Para Francisco Segnini, um dos grandes problemas da deterioração das relações de emprego é que, como a negação dos direitos trabalhistas se torna algo normal, e associa-se à concorrência entre os milhares de novos profissionais que entram no mercado anualmente, há quem aceite trabalhar de graça, e acabe promovendo a nivelação, "por baixo", dos honorários.

CUSTOS DA REGULARIZAÇÃO
Segundo o presidente nacional da AsBEA, Eduardo Sampaio Nardelli, remuneração mínima, encargos trabalhistas e tributos excessivos dificultam demais a regularização de funcionários qualificados que, por serem mão de obra especializada, se tornam caros para escritórios de arquitetura.

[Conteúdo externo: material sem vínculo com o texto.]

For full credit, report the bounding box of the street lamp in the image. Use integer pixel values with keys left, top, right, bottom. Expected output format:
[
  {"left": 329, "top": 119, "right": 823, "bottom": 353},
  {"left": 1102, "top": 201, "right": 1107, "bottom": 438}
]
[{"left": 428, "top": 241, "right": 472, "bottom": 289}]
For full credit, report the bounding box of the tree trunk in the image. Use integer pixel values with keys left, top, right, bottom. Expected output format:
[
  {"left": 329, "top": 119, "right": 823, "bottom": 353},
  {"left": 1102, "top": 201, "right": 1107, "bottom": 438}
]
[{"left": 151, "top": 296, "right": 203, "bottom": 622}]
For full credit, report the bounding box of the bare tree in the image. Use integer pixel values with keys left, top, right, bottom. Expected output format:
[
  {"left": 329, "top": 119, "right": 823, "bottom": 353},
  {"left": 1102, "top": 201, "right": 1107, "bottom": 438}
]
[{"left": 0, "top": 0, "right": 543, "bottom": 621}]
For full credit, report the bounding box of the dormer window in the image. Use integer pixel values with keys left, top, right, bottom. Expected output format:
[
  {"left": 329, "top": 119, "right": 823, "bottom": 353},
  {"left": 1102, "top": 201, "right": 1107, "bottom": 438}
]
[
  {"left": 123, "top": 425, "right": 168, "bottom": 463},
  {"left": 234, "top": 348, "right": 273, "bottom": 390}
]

A recomendação, para Eduardo, é fazer do arquiteto contratado um associado do escritório, com alguma participação nos lucros auferidos. Tal situação, no entanto, não tira a empresa da zona de risco de ser processada na Justiça do Trabalho. O fato é: o arquiteto que processa ganha a causa.

CONFIGURANDO VÍNCULO EMPREGATÍCIO
"Não importa qual o acordo existente entre o escritório e o arquiteto. Se o juiz entender que estão presentes os requisitos que caracterizam a relação de trabalho, o empregador vai ter que pagar os atrasados", prevê o advogado e professor de Direito do Trabalho do Largo de São Francisco Otavio Pinto e Silva.

A fraude fica ainda mais explícita quando o arquiteto era funcionário da empresa e foi obrigado a abrir empresa ou a passar a trabalhar como autônomo, apesar de nada mudar no seu cotidiano. Também não importa que o trabalho seja feito à distância ou por meios telemáticos: "se fizer um serviço diário para a empresa, subordinado e mediante remuneração, será considerado empregado".

PONDERAR A DECISÃO
O medo que atormenta muitos profissionais é o de se queimar no mercado, caso reclamem seus direitos na Justiça. É preciso pensar, no entanto, que não interessa aos escritórios tornar público o fato de estarem sendo processados por descumprimento de leis trabalhistas. "Nunca ouvi falar de profissionais que tenham reclamado e, depois, não tenham conseguido voltar para o mercado; alguns deles, aliás, vão muito bem", conta Francisco.

"O que costumo dizer aos meus alunos é que procurem trabalhar onde acham que ganharão experiência, e que conheçam a legislação para saber quando estão sendo explorados."

Na letra da lei: Consolidação das Leis do Trabalho

● Art. 2º - Considera-se empregador a empresa, individual ou coletiva, que, assumindo os riscos da atividade econômica, admite, assalaria e dirige a prestação pessoal de serviço.
●§ 1º - Equiparam-se ao empregador, para os efeitos exclusivos da relação de emprego, os profissionais liberais, as instituições de benefciência, as associações recreativas ou outras instituições sem fins lucrativos, que admitirem trabalhadores como empregados.
● Art. 3º - Considera-se empregado toda pessoa física que prestar serviços de natureza não eventual a empregador, sob a dependência deste e mediante salário.
● Parágrafo único - Não haverá distinções relativas à espécie de emprego e à condição de trabalhador, nem entre o trabalho intelectual, técnico e manual.
● Art. 4 º - Considera-se como de serviço efetivo o período em que o empregado esteja à disposição do empregador, aguardando ou executando ordens, salvo disposição especial expressamente consignada.
● Art. 6 º - Não se distingue entre o trabalho realizado no estabelecimento do empregador, o executado no domicílio do empregado e o realizado à distância, desde que estejam caracterizados os pressupostos da relação de emprego.
● Parágrafo único. Os meios telemáticos e informatizados de comando, controle e supervisão se equiparam, para fins de subordinação jurídica, aos meios pessoais e diretos de comando, controle e supervisão do trabalho alheio.